Söz konusu ziyaretin asıl önemi, ABD’nin KKTC’ye uygulanan izolasyonun yumuşatılması için ilk resmî adım atan ülke olduğunu göstermesinde yatıyor. Zira ilk defa bir Amerikan hükümet görevlisinin pasaportunda KKTC damgası olacak; bu, KKTC’nin tanınması yolunda önemli bir adım olarak görülebilir. Fakat KKTC’ye doğrudan uçuşlar olmadan ve tecrit tamamen ortadan kalkmadan KKTC’nin tam anlamıyla tanınmasından söz edilemez. Zaten ABD Dışişleri Bakanlığı Sözcüsü Richard Boucher, bu ziyaretin kesinlikle bir tanıma anlamına gelmediğini vurguladı.
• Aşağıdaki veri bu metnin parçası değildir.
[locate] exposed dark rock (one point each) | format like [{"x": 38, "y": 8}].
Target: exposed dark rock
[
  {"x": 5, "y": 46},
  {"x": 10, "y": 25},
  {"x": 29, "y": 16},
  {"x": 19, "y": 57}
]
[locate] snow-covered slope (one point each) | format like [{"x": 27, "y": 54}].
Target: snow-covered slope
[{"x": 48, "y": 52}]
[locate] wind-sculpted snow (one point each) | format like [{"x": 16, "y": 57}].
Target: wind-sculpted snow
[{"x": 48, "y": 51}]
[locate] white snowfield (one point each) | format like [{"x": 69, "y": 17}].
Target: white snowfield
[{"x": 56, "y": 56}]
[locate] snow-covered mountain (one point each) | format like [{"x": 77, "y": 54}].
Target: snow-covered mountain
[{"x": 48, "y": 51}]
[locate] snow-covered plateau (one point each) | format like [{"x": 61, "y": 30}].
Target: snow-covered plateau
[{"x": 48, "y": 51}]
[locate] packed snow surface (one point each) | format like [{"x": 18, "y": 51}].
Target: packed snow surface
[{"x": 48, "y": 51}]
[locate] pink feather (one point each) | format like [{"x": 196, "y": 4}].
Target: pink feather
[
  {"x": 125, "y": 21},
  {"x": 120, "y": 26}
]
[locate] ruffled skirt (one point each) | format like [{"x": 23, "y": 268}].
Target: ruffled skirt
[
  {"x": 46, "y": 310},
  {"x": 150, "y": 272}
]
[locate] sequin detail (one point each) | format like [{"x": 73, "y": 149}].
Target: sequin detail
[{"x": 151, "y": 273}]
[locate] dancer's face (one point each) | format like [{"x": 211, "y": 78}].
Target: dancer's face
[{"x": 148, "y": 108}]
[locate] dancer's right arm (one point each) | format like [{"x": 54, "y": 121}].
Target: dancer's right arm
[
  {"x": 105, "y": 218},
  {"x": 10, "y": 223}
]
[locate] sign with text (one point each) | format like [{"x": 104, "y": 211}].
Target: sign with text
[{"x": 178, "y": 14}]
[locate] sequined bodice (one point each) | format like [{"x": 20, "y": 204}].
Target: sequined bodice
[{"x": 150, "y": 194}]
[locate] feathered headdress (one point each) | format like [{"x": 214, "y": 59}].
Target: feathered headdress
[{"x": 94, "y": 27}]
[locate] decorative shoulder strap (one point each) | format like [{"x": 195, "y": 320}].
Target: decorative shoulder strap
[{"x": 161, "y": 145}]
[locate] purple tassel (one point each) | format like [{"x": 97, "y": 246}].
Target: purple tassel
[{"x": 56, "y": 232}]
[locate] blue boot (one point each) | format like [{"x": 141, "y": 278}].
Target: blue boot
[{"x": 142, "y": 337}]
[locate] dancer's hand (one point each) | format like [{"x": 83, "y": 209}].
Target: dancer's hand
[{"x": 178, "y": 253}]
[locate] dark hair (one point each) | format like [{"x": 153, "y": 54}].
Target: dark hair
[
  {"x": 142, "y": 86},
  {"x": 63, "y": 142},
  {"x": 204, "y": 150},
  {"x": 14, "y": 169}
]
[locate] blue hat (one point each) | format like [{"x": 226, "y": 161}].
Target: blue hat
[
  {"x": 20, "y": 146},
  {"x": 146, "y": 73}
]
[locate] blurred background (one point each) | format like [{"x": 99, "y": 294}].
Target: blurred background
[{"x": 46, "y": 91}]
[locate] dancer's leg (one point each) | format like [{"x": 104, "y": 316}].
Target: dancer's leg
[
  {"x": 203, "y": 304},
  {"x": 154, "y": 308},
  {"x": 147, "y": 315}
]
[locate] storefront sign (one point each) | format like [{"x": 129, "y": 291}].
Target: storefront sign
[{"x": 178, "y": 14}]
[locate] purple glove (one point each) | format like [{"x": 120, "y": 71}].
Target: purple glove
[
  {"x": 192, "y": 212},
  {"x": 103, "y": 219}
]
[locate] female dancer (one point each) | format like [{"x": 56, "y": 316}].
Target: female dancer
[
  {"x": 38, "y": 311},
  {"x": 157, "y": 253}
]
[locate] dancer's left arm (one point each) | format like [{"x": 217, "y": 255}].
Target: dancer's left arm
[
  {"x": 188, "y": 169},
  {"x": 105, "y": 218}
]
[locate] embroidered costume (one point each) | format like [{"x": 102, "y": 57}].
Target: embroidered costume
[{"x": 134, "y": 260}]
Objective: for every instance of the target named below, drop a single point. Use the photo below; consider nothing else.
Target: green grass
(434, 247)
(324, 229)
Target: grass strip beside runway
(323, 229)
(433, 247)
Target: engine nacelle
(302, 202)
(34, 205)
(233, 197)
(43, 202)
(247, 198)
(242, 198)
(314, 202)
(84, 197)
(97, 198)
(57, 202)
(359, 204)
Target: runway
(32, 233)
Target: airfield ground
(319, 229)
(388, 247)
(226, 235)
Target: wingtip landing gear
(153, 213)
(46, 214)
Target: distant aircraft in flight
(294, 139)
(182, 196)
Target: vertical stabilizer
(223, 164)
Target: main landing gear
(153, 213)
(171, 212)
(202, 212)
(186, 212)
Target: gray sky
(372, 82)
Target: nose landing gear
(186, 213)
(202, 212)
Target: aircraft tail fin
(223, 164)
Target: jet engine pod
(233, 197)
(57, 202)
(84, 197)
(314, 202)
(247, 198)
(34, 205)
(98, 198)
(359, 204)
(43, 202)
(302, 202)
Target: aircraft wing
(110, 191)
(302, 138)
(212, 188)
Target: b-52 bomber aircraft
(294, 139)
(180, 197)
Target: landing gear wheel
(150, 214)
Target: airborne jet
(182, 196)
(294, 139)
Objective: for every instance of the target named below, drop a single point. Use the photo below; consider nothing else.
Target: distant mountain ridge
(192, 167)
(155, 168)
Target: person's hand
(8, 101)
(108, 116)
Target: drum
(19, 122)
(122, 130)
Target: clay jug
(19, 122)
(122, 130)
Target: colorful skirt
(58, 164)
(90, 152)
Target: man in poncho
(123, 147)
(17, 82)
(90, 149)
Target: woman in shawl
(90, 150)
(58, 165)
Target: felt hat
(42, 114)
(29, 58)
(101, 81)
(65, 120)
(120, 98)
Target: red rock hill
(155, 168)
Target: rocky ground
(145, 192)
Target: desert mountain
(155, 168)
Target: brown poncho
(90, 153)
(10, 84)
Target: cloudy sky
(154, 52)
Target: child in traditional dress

KKTC, üzerindeki tecrit gölgesini kaldırmaya odaklanırken, ABD heyetinin ziyareti sırasında Brüksel’de AB Komisyonu Başkanı Jose Manuel Barroso ile görüşen Başbakan Talat “doğrudan ticareti başlatın” çağrısını yineledi. Talat, Rum tarafını masaya oturtabilecek tek unsurun KKTC’ye yönelik izolasyonların kaldırılıp ticaretin başlatılması olduğunu söyledi. 24 Nisan referandumu sonrasında AB Genel İşler ve Dış İlişkiler Konseyi, Kıbrıslı Türklerin tecridinin sonlandırılmasına yönelik bir kararla birlikte KKTC’ye 259 milyon euroluk yardımda bulunulmasını da öngörmüştü. Ancak AB Konseyi’nin onay vermemesi nedeniyle bu paketler henüz yürürlüğe girmedi. AB’nin işi ağırdan alması, özellikle adanın kuzeyinde ve Ankara’da statüko kanadının elini güçlendiren bir etken haline geliyor. Son olarak, ABD’nin attığı ‘çeyrek’ adımın AB tarafından devam ettirilip ettirilmeyeceği merak konusu.